Before 2018 ended, retail travel sales figures from Germany’s travel agencies and OTAs—they are based on GfK’s analysis of 2,000 representative travel agencies, OTAs and tour operator websites—the sales figures for November came out, and they showed the following:
GfK figures for German holiday sales in November
Image: GfK
—Sales by German travel agencies and OTAs in November could not keep up with the previous year (2017). During the month, overall sales for winter 2018/19 dropped by 1 percent and for next summer by 2 percent, compared to 2017.
—Even so, the German travel trade weekly FVW reported, the current winter season and next summer were still showing solid growth of 7 percent and 5 percent, respectively, after good early bookings over the last few months. For example, German consumers had already spent about €3.8 billion ($4.35 billion) on winter holidays, mostly for trips in November and December, GfK pointed out.
—More than half (57 percent) of the November sales revenues were for summer 2019 holidays, with June proving a very strong month: revenues up by nearly 18 percent. In fact, all months except for May showed growth compared to the same time last year.
—FVW reported that the upbeat outlook for 2019 has been reinforced by new figures from the German Tourism Industry Association (BTW).
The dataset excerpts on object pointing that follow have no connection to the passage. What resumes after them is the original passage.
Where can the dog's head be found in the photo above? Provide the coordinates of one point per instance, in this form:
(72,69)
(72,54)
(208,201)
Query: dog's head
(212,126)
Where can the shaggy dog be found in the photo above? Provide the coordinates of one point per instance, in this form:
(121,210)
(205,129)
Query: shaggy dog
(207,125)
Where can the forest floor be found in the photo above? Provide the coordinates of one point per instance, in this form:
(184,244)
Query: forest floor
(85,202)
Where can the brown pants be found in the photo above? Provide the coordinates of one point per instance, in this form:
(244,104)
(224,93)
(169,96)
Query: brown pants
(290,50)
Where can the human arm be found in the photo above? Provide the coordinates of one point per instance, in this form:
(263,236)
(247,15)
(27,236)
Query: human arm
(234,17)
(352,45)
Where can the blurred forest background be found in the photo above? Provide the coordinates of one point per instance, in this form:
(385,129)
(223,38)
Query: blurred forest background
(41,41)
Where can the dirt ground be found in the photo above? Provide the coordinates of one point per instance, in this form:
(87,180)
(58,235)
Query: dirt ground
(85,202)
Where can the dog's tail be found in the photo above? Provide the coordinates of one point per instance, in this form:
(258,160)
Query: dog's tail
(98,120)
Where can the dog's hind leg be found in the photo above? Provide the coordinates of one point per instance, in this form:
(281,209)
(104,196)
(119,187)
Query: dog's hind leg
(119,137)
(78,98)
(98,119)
Germans traveled for leisure purposes on 1.7 billion days thus far in 2018, which was 1.8 percent more than 2017, according to the organization, which relies on GfK consumer spending surveys.
—Against this background and with stable macro-economic conditions, the BTW predicted another good year for German leisure travel in 2019, with a similar growth rate of about 1.7 percent in terms of the number of days spent on leisure travel, ranging from day-trips and short breaks to long holidays.
The GfK analysis seems to sync with what the most recent forecast from the U.S. Department of Commerce’s National Travel and Tourism Office had to say about the outlook for Germany, projecting that visitation from the market will increase 2 percent in 2019.
Said BTW President Michael Frenzel, “We are looking ahead very confidently to the 2019 travel year.”